Stellantis face à la crise : les salariés se mobilisent contre la «casse de l’emploi»

Stellantis, le séisme social dans l’automobile

Le groupe automobile Stellantis traverse une crise de confiance profonde avec ses employés sur fond de suppressions de postes.

  • Le motif de la colère : Une stratégie de réduction des coûts perçue comme une « casse sociale » par les syndicats.

  • Sites en première ligne : L’usine de Poissy et d’autres centres de production historiques sous haute tension.

  • Arbitrages financiers : Des bénéfices records qui contrastent avec l’incertitude pesant sur les ouvriers et les sous-traitants.

 

Face à l’arrêt programmé de la production automobile à Poissy et aux surcapacités en Europe, plusieurs centaines de salariés de Stellantis ont manifesté le 23 avril pour défendre l’industrie automobile française en crise.

Les ouvriers de l’usine Stellantis de Poissy, dernier site d’assemblage automobile en Île-de-France, ont défilé le 23 avril dans les rues de la commune des Yvelines. À l’appel de la CGT, de SUD et de l’Unsa, ils protestaient contre l’annonce de la fin de la production de véhicules d’ici 2028, avec un passage à des activités de pièces détachées et de déconstruction.
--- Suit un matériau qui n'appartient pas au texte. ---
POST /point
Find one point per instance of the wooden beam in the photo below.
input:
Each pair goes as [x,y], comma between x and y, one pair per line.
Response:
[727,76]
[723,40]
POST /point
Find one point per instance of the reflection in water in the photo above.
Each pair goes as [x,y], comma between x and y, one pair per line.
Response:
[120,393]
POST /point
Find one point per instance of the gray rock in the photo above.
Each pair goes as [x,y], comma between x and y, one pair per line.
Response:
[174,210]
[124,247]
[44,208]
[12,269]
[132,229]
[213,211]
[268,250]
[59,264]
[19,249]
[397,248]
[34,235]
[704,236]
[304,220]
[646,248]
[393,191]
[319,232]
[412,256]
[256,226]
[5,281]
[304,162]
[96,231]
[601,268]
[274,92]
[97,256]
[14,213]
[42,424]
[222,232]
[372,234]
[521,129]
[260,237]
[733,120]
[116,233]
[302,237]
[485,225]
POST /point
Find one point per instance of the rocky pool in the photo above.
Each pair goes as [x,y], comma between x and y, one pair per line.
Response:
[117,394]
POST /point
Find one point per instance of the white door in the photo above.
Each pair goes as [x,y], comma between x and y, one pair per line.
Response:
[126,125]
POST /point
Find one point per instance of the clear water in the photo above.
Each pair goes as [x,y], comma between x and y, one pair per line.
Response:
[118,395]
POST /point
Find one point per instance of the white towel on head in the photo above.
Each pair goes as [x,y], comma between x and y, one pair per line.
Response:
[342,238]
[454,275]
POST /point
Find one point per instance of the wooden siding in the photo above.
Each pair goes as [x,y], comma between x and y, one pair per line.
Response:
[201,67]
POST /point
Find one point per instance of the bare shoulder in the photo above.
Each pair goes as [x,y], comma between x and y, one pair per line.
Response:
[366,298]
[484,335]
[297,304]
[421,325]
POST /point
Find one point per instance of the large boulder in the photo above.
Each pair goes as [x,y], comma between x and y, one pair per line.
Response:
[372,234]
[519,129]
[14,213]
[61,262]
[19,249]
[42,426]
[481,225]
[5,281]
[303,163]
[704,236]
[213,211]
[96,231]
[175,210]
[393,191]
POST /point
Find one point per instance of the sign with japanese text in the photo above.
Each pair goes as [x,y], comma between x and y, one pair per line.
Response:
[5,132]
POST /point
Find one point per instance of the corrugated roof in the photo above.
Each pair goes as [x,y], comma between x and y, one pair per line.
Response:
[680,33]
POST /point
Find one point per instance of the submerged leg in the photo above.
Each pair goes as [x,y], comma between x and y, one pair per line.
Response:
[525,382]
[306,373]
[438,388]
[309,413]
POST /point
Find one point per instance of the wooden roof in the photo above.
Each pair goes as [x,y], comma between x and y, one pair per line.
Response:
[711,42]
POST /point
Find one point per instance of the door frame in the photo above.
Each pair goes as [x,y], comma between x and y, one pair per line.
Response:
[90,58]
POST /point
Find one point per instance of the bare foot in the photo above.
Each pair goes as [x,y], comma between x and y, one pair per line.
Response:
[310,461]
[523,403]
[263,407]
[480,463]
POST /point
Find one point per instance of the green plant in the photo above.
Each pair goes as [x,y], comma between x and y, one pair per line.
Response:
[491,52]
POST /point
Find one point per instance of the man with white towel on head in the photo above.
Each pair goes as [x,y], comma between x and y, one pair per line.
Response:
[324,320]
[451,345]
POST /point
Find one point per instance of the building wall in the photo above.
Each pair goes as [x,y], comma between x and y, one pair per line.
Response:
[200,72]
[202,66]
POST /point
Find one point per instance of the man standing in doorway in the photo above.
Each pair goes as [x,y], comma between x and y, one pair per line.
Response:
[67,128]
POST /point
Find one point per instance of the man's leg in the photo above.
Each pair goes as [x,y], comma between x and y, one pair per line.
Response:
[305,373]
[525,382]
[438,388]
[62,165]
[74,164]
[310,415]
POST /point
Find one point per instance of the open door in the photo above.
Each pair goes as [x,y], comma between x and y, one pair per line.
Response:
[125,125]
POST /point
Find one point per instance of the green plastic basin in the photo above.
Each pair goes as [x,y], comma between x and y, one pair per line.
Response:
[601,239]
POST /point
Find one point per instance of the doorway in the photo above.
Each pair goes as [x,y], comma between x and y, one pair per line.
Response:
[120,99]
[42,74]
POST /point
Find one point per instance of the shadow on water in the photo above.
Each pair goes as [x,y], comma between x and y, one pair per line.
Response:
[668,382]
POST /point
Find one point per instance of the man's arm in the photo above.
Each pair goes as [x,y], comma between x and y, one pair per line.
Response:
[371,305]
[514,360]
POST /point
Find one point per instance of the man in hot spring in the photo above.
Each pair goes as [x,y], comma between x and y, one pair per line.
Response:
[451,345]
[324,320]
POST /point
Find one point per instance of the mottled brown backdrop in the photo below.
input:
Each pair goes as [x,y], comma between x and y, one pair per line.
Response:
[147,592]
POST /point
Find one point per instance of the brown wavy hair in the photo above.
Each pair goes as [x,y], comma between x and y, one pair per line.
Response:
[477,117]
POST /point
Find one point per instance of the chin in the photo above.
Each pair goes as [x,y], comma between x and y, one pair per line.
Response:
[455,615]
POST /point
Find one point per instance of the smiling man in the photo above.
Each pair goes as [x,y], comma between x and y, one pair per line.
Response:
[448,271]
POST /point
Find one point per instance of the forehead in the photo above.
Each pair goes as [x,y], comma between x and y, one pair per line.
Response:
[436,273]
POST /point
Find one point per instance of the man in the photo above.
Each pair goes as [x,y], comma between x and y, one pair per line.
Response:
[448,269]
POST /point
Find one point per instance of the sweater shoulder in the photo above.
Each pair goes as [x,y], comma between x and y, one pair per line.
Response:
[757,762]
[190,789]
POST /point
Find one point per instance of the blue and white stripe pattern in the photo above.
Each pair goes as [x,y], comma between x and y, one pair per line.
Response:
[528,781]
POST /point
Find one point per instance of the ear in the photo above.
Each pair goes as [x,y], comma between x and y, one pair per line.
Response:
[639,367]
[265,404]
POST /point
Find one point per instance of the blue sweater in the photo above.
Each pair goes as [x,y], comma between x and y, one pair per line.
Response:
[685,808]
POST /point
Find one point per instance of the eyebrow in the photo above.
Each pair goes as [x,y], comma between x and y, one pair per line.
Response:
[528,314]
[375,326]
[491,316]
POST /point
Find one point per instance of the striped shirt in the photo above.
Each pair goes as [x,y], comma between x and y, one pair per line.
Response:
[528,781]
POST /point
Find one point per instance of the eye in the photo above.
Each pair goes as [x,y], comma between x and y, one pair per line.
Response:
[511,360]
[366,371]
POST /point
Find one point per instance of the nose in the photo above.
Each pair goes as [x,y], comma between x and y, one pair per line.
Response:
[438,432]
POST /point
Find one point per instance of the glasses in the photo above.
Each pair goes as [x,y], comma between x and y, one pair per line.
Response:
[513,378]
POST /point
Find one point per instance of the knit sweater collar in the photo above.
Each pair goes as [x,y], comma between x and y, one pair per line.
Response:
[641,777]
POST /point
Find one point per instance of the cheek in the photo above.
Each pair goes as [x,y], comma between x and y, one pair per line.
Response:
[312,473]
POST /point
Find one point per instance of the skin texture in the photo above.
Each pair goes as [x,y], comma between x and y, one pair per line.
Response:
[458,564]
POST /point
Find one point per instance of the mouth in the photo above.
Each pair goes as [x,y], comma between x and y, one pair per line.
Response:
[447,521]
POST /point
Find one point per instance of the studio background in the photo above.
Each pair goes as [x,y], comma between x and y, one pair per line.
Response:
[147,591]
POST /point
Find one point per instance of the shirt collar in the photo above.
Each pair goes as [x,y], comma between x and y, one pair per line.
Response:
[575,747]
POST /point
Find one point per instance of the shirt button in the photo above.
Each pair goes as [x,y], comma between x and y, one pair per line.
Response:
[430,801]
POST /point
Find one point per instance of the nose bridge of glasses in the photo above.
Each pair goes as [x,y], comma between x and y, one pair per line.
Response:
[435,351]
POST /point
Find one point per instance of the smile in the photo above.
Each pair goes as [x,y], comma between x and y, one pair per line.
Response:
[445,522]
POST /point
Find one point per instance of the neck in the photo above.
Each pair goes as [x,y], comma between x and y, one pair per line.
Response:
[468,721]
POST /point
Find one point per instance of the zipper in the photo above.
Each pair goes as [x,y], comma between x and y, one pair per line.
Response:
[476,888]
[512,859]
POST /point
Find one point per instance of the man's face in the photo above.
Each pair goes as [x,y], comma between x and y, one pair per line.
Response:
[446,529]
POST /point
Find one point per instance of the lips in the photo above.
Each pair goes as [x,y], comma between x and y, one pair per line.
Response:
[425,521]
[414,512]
La direction promet le maintien d’environ 1 200 emplois sur 2 000, mais les syndicats contestataires dénoncent jusqu’à 900 suppressions nettes.

Surcapacités et ouverture aux partenaires chinois

La mobilisation des travailleurs de Stellantis intervient dans un contexte plus large de restructuration dans le groupe. Confronté à des surcapacités de production en Europe, Stellantis envisagerait la cession ou la co-gestion de quatre usines, dont celles de Rennes (France), Cassino (Italie) et Madrid (Espagne).

Des discussions auraient été engagées avec le constructeur chinois Dongfeng Motor Corporation, dont des délégations ont visité plusieurs sites. D’autres partenaires chinois pourraient être intéressés, dans le cadre d’accords de partage de capacités ou de technologies.

La crise touche l’ensemble du secteur. Chez Renault, jusqu’à 20 % des postes d’ingénieurs pourraient disparaître d’ici 2028. En Italie, le ministre Adolfo Urso s’est dit ouvert à des investisseurs étrangers pour sauver des sites comme Cassino. Antonio Filosa, directeur général de Stellantis, doit présenter son nouveau plan stratégique le 21 mai, avec un recentrage sur les marques phares Peugeot, Fiat, Jeep et Ram.